L’Aquila. “Quando si dovrà decidere su questo processo, io so che non dormirò e questo in verità già mi accade spesso, all’indomani dei processi sui crolli”. Lo ha detto stamane il giudice Giuseppe Grieco, nell’aula d’udienza all’Aquila in cui era in corso il processo sul crollo del Convitto nazionale in cui morirono tre minorenni: Luigi Cellini, 15 anni, di Trasacco e due stranieri Ondreiy Nouzovsky, 17 anni, e Marta Zelena. Sotto accusa, per omicidio colposo e lesioni, il preside del Convitto, Livio Bearzi, e il dirigente provinciale, Vincenzo Mazzotta, imputati per omicidio colposo e lesioni colpose. Ad indurre il magistrato a fare l’inaspettata esternazione, l’aver constato “l’impreparazione” di due testi che, chiamati dalla difesa, nei passaggi più importanti della loro testimonianza hanno tentennato nelle risposte, accompagnate dai diversi “non ricordo” e dai “è passato molto tempo”.
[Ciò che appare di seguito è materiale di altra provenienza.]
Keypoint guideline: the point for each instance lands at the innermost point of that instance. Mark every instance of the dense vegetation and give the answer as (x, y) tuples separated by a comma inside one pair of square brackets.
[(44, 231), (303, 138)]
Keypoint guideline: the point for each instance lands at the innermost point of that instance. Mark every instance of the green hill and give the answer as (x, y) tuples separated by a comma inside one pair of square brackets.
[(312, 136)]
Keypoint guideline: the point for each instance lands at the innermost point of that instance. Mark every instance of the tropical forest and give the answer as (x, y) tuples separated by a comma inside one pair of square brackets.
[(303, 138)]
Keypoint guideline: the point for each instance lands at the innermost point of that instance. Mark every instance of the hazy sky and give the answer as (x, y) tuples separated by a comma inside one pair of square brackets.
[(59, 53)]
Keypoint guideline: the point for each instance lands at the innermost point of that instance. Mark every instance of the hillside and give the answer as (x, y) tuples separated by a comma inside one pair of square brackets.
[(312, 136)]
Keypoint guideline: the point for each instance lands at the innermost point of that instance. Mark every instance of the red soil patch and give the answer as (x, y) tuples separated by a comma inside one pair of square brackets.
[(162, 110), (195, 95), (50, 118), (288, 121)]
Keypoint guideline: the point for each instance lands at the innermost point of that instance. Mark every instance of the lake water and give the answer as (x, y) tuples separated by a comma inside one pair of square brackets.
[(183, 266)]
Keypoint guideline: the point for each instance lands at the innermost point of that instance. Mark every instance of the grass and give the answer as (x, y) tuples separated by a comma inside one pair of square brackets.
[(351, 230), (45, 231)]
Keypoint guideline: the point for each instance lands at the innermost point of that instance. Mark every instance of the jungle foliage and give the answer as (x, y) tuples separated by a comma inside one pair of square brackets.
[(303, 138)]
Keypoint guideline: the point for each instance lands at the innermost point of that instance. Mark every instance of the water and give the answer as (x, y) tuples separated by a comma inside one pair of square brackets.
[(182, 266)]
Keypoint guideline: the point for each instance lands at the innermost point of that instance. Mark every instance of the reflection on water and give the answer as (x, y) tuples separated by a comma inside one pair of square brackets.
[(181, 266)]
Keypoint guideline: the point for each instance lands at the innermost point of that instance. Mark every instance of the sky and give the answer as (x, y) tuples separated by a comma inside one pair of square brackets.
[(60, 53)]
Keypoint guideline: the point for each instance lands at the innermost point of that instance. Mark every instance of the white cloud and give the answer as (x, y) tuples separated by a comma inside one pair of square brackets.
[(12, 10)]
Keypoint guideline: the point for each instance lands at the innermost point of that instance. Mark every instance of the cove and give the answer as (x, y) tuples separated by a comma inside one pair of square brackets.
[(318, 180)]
Si trattava di due geometri dell’Aquila che per conto della “Collabora Engineering” avevano partecipato nel 2004 alla redazione delle schede sulla vulnerabilità sismica dell’edificio oggetto del dibattimento. L’ammissione da parte dei due testi di non essere riusciti a reperire le carte da loro stessi redatte, ha mandato su tutte le furie il giudice: “Voi avete un obbligo morale, non si può essere incerti – ha evidenziato il giudice del Tribunale ai due testi – lo dovete a me perché io dovrò prendere una decisione importante e questo mi porterà a non dormire il giorno in cui dovrò decidere. E’ anche una forma di rispetto per le vittime di questo crollo, ci vuole serietà, un testimone tecnico non può avere indecisioni. Dovevate essere come orologi svizzeri, come fulmini, ci sono morti che attendono giustizia, lo capite?”.
Uno dei due testi per queste ragioni è stato invitato a presentarsi alla prossima udienza del processo.